Shtusim: for your entertainment

Monday, July 03, 2006

Elvis Has Left the Building

[Congratulations to me on my first blog of the new financial year].

I worked late last night and took a cab back home. The taxi driver drove like a complete maniac. I think that he thought that fishtailing the car is a good thing. We wove in and out of traffic, leaving the ambulance in our wake, flashing lights and all.

In full flight down Highway 1, the driver opens his door, looks back along the side of the car to the rear tyre. Suddenly, he pulls a hard right onto an off-ramp, squealing the tyres and kicking up smoke. I am loath to question him about our detour because I don't want to disturb his rhythm. It takes a lot of concentration to drive a Skoda like a formula-one Ferrari.

Slamming on the breaks, the taxi banks hard-left across the road through oncoming traffic.
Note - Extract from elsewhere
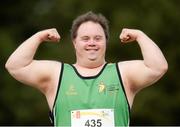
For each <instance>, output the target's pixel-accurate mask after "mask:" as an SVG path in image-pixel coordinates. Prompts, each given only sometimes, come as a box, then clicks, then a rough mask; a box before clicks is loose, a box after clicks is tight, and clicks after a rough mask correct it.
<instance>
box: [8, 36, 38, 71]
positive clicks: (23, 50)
mask: <svg viewBox="0 0 180 127" xmlns="http://www.w3.org/2000/svg"><path fill="white" fill-rule="evenodd" d="M40 43H41V39H40V38H39V36H38V33H37V34H34V35H33V36H31V37H30V38H29V39H27V40H26V41H25V42H23V43H22V44H21V45H20V46H19V47H18V48H17V49H16V50H15V51H14V52H13V54H12V55H11V56H10V57H9V59H8V61H7V62H6V68H9V69H18V68H22V67H25V66H27V65H28V64H30V63H31V62H32V60H33V57H34V55H35V53H36V50H37V48H38V47H39V45H40Z"/></svg>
The car then tilts up onto two wheels as we round a traffic circle at high-speed, spin 180 degrees and come to a sliding halt opposite an air-hose in a petrol station. Perfect parking.

The driver gets out of the car and puts air in the back passenger tyre. He turns to me and says, "You probably noticed that I have been driving slower than usual. That's because the back tyre needs air. I'll fix that". I grimaced politely, mainly because I realised that my trousers had melted to the seat and I found it difficult to escape. I took the opportunity to glance around at my surroundings. Nothing special, just petrol pumps, a service bay, a coke machine and a huge 12 foot golden statue of Elvis.

The exterior walls of the petrol station are covered with Elvis billboards, "Elvis in Jailhouse Rock: the Rebel of Song" and "Elvis in the American Diner". Posters with the classical Elvis silhouette: one leg forward, the other behind him with the 1950s style microphone and stand sliding between his legs as he leans over it - hair flopping down over his face.

As the driver shifts into first and pulls out of the petrol station, I look behind at the fast disappearing building, slowly being obscured by the rising smoke from the spinning car tyres. I see that the entire petrol station is one big shrine to the King. A number of things run through my mind at that very moment:

1) The way this guy drives, this will probably be the last time I see the Elvis Petrol Station;
2) If I do survive the ride, I would like to buy petrol at this station because anyone who puts so much effort into dedicating his petrol station to a dead celebrity probably deserves the money;
3) If I do make it back to this petrol station, I could pay one shekel at a time and say, "One for the money, two for the show, three get ready now go, go, go!" just like the other thousand people before me.

The sudden quiet while the taxi became airborne as we hit a speed bump made me think that perhaps the place is probably really "jumping" during the day - Elvis music blasting out of the roof-mounted speakers, the petrol-pump-guys all with the classical Elvis hairdo and petrol on sale at 1950s prices.

I looked out the window and saw flashes of the petrol station come into view, disappear and then come back again. I was glad that the taxi driver knew how to get us out of the 360 degree spin we were experiencing in the middle of the highway. But at least it gave me a chance to view the increasingly intriguing petrol station for a few more minutes, albeit a little blurry.

Arriving in Ramat Beit Shemesh not too long afterwards, I peeled myself off the seat, rearranged my innards to where they were supposed to be and left the car, reflecting on the evening's detour. And now, here I am, sitting at the computer in the wee hours of the morning thinking to myself that in real life Elvis was probably just as exaggerated as this blog.

PS: If you travel down Highway 1, please look out for an eyeball. It popped out of my skull when we reached Mach 5 somewhere around Mevaseret Zion.

2 Comments:

Danny said...

Wow! what can I say...it just reminds me of the time not too long ago when a friend of mine wanted to 'test drive' my not so new car - a 1979 Toyota Corolla - by doing a 180º spin in the middle of a busy road and proclaiming that the brakes needed tweaking so that he could do a full 360º. Needless to say that was the last time I allowed him to drive my car...although I guess I didn't really learn from the experience as I have, despite the experience, gone driving with him in his car since, a sometimes hair-raising affair.

Tuesday, 04 July, 2006

 
Guess who? said...

I don't know about Elvis leaving any building, but B"H you were able to leave the taxi!